With this story, Nancy Bouchier and Ken Cruikshank launch their history of the relationship between the people of Hamilton, Ontario, and Hamilton Harbour (aka Burlington Bay). From the time of European settlement through to the city’s rise as an industrial power, townsfolk struggled with nature, and with one another, to champion their particular vision of “the bay” as a place to live, work, and play. As Smoke discovered, the outcomes of those struggles reflected the changing nature of power in an industrial city.
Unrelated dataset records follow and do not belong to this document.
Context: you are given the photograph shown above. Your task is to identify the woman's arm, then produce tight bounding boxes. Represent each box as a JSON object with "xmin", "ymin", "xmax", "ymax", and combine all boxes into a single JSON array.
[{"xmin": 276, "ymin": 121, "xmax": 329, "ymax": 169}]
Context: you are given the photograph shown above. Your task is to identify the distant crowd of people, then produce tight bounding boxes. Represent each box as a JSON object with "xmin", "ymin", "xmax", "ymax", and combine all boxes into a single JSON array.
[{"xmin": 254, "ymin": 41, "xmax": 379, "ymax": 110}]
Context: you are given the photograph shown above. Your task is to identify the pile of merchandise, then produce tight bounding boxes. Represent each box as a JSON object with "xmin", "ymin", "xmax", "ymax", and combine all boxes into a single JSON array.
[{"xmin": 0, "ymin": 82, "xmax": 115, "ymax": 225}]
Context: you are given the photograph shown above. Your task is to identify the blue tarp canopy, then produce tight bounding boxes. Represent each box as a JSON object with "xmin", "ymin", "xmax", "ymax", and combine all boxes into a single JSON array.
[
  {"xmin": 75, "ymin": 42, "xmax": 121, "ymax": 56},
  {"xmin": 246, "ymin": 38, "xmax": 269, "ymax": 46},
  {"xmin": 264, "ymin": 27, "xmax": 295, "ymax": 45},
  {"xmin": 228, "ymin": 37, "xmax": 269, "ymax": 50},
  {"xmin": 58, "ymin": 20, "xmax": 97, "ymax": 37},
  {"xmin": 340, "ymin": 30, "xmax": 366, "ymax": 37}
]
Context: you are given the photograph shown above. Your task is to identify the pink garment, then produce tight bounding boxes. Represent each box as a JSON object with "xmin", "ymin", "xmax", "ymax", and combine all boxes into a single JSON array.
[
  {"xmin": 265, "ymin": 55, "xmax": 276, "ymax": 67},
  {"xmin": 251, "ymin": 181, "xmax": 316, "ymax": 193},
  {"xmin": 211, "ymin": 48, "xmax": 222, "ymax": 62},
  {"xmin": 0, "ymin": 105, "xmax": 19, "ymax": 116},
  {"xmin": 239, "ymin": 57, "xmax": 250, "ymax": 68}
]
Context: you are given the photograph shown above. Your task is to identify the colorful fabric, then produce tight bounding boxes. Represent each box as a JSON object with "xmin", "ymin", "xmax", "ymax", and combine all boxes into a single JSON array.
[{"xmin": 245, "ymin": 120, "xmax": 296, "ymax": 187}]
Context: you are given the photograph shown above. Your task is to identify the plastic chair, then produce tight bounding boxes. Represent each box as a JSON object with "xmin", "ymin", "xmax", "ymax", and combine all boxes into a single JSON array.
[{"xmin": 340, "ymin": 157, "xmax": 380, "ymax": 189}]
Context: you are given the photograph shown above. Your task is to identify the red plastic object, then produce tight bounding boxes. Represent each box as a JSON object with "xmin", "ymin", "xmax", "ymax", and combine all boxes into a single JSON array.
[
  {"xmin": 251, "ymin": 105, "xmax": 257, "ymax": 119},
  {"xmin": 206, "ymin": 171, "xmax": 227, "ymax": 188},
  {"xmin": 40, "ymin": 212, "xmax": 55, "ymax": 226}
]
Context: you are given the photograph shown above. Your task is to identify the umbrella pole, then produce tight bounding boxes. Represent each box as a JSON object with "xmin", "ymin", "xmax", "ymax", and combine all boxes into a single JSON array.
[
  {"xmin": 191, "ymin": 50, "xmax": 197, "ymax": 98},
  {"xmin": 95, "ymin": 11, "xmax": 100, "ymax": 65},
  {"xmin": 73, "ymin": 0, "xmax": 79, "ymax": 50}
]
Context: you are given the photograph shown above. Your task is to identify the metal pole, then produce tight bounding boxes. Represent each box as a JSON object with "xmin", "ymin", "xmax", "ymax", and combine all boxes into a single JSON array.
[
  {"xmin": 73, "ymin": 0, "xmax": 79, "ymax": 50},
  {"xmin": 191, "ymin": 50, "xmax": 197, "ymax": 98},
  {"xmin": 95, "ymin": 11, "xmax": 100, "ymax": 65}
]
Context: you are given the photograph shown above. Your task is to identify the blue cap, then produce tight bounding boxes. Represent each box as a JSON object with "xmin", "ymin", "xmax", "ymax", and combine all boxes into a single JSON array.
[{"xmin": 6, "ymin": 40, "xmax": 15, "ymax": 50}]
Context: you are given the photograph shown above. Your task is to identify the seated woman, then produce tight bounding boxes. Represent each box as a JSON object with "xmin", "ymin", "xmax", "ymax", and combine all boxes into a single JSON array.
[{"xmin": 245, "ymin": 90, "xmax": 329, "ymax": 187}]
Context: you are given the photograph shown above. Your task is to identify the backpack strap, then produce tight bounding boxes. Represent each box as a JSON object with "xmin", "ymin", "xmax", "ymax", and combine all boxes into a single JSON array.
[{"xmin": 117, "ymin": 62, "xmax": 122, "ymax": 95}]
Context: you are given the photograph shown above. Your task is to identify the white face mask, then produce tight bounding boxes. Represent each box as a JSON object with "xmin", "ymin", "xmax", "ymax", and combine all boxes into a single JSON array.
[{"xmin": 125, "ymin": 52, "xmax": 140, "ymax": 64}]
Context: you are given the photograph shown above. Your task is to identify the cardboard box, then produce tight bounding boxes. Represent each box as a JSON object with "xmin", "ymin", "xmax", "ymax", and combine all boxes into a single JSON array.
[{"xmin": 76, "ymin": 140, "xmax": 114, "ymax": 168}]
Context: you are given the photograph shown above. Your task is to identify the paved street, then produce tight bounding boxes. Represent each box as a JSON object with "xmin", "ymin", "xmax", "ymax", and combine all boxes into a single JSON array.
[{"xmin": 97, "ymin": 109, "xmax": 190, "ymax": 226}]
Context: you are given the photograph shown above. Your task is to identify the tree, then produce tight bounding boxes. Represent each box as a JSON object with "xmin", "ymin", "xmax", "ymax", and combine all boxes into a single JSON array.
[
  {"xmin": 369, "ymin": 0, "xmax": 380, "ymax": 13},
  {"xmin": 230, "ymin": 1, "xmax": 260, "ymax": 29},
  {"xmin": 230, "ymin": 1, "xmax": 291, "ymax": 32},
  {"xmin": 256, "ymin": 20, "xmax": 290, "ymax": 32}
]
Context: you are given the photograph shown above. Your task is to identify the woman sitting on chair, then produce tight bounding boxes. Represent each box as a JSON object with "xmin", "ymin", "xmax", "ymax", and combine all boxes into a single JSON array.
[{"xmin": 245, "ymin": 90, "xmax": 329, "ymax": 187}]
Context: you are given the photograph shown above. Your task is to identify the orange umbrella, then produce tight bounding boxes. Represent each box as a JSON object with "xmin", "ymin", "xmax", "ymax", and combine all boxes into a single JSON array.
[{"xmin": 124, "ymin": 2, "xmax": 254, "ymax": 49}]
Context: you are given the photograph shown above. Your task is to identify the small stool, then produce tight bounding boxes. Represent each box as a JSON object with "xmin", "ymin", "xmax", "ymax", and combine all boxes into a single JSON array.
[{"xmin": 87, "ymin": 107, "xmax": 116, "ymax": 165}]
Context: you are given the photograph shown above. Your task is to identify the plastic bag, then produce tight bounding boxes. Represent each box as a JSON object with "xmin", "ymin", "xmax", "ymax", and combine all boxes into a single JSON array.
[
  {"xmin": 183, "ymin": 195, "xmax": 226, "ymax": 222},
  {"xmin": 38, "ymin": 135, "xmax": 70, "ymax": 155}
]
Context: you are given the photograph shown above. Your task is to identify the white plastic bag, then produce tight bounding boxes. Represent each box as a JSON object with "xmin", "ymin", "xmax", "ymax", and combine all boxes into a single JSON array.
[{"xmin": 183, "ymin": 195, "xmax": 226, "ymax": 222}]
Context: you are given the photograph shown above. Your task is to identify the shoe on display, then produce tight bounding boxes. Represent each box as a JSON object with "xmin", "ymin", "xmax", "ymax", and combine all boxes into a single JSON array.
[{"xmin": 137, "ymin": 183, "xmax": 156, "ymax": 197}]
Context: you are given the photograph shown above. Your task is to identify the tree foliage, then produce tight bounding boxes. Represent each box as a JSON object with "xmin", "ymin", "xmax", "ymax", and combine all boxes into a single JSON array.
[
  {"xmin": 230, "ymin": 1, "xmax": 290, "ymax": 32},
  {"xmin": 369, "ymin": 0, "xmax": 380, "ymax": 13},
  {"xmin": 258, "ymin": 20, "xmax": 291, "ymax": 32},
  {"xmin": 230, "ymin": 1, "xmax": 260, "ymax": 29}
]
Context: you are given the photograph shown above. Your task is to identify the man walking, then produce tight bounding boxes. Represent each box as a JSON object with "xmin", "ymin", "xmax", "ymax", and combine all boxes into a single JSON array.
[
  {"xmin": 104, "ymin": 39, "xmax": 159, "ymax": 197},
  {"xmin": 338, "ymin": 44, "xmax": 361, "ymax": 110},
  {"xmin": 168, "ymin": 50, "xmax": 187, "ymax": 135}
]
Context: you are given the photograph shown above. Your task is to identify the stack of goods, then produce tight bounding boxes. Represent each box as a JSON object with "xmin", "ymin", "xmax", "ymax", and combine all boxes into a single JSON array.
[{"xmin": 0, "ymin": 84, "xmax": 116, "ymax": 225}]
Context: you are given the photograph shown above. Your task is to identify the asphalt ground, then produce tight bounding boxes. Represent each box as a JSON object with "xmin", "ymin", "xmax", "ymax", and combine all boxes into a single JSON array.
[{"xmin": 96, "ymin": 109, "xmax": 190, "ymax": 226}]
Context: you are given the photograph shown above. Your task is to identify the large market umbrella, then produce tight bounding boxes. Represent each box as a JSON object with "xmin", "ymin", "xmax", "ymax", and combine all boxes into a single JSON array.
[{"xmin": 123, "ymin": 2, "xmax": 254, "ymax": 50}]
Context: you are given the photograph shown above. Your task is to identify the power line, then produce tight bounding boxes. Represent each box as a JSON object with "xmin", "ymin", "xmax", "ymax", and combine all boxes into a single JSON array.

From efforts to conserve the fishery in the 1860s to current attempts to revitalize a seriously polluted harbour, each generation has tried to create what it believed would be a livable and prosperous city.
Nancy B. Bouchier is an active member of the North American Society for Sport History and the author of For the Love of the Game: Amateur Sport in Small-Town Ontario, 1838–1895. An associate professor of history and an associate member of the Department of Kinesiology at McMaster University, she teaches courses in Canadian, sport, and exercise history.
Ken Cruikshank is an active member of the Network in Canadian History and Environment, a past editor of the Canadian Historical Review, and author of Close Ties: Railways, Government, and the Board of Railway Commissioners, 1851–1933. A professor of history and the dean of humanities at McMaster University, he teaches courses in Canadian, environmental, and business history.
Working in Hamilton, Bouchier and Cruikshank are able to draw on a powerful collection of sources—oral, textual, and photographic—that track the efforts of different civic, government or industrial bodies as they tried to control, study, transform or remediate the places and people of the bay. But the authors also humanize the ideologies that were in play by seeing how they coalesced within individual actors … The work is unabashedly focused on the Hamilton environment and will be a joy to people looking for an intimate understanding of their own community. It also plays a critical role in expanding the repertoire of environmental and urban histories in Canada.